Em agosto de 1902, enquanto Silva Graça passava férias nas termas de Vichy, 12 redatores (entre os quais Esculápio) criticaram veemente a deriva ideológica do periódico. Fez-se a edição do jornal, com a certeza que, no regresso do diretor, os 12 seriam despedidos.

Em três semanas, o grupo instala-se na esquina da Travessa da Queimada com a Rua da Atalaia, e funda O Diário. Na primeira publicação, a recém-formada redação faz pouco de Silva Graça, que protagoniza o cabeçalho da primeira página.

 

 

A guerra com Silva Graça não terminaria aqui. Com menos de um mês de vida, Lisboa já respeita e reconhece o grupo de jornalistas que integra esta redação. Quanto ao periódico O Século, restava-lhe jogar com as armas que tinha, ameaçando e pressionando os distribuidores d’O Diário.

 

 

Na altura, as  publicações de Lisboa partilhavam uma caixa postal na tabacaria Mónaco. Ali se deixavam sugestões, bilhetes, ofensas e, por vezes, informações úteis. À lei da época, a violação da correspondência era proibida. E Esculápio andava desconfiado. Nas últimas histórias de crimes, o seu rival d’O Século chegou ao mesmo tempo que ele.

 

Esculápio, com uma vasta rede de informadores, decide fazer uma experiência. Juntamente com a sua fonte mais importante, Gamboa, inventa um acontecimento e escreve uma nota, informando no sobrescrito que se trata de uma informação exclusiva para O Diário.

No dia seguinte, ao lerem a edição de 4 de julho de 1903 d’O Século, o acontecimento por eles inventado estava relatado, com uma avalanche de pormenores sórdidos.

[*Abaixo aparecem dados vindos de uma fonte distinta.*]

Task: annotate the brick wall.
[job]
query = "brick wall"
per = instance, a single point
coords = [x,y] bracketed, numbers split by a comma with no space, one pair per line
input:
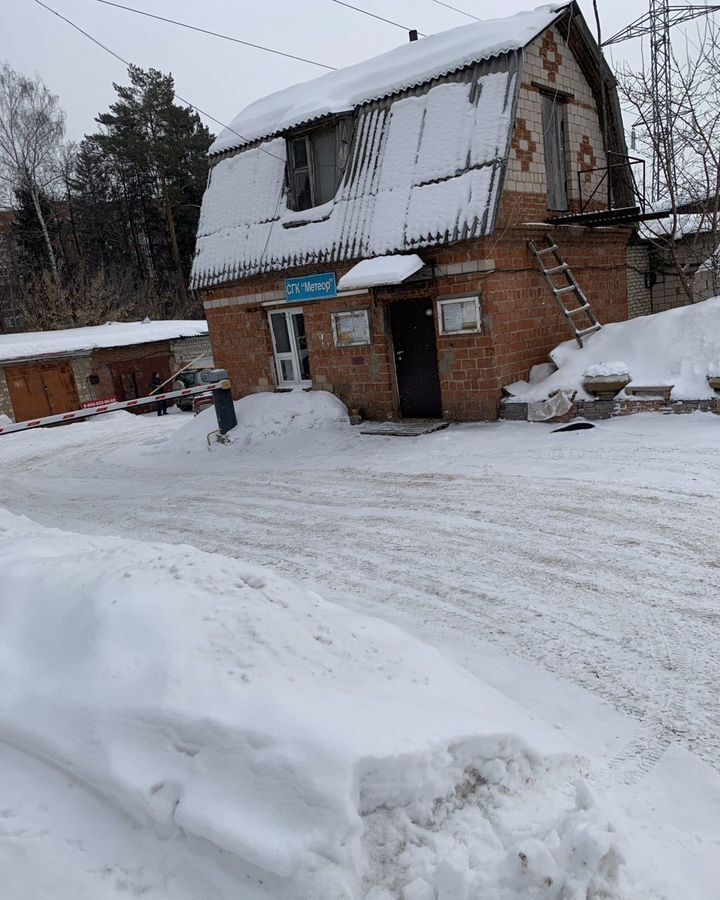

No dia 5, O Diário escreve um desmentido, expondo que todos os detalhes publicados pelo jornal O Século não são verdadeiros.

Silva Graça vê-se, assim, encurralado. Ao atacar O Diário, seria admitir que violou o correio postal do rival. Prepara então uma curta nota a explicar que o jornal recebera aquela informação como sendo verdadeira, o que, afinal, não se confirmara.

 

 

No dia 6 de julho, Esculápio prepara a pena e os 12 renegados d’O Século têm a sua vingança. Na edição do dia, era publicado o seguinte texto:

«O Século sofreu o justo castigo dos seus processos inconfessáveis e da deslealdade que usa para com todos os jornais de Lisboa sem excepção. Abriu uma carta que não lhe era dirigida, pois que era individualmente sobrescriptada, com a nota de particular, para um informador d’O Diário».

O diretor d’O Século recebia a lição de uma vida que, inexplicavelmente, acabaria por compensar o grande Esculápio mais tarde.

 

A reviravolta

Em 1906 O Diário encerra e Esculápio regressa ao jornal O Século, ainda sob a direção de Silva Graça. A sua fama transcende-o, e Esculápio acaba por se especializar como repórter de crime. Sendo escritor nato, Eduardo Fernandes assinaria ainda numerosas peças de teatro.

O seu estilo inconfundivelmente brincalhão e satírico ainda lhe valeu um processo de difamação no verão de 1892. Nas suas gazetilhas, que o tornaram célebre, Esculápio escreveu um verso sobre o conde Burnay (empresário e político português de muito relevo no século XIX). O conde não apreciou a piada, e acabou por processar o repórter.

No seu livro de memórias, o jornalista conta os seus episódios mais caricatos durante a sua carreira. Contudo, as suas memórias não foram o seu único livro publicado. Em 1900, Eduardo Fernandes reuniu algumas das suas gazetilhas e publicou a obra Dois Annos de Troça.

 

 

Em conjunto com Cruz Moreira «Caracoles», o famoso tom jocoso de Esculápio faria relançar a revista humorística Os Ridículos, em 1905.

 

 

Aproveitando a efervescência política que precedeu a implantação da República, conseguiram  que a publicação se desenvolvesse bastante, através da crítica política e social e pela sátira aos acontecimentos dominantes da época. Caracterizado pela excentricidade, a indumentária de Eduardo Fernandes não passava despercebida: de chapéu largo de feltro preto e lavalièreao pescoço, apresentava-se nas ruas de Lisboa com uma bengala. 

O aclamado jornalista do final do século XIX e início do século XX morreria em 1945. Atrás de si deixaria uma vida repleta de episódios hilariantes, preenchida com uma carreira pouco convencional.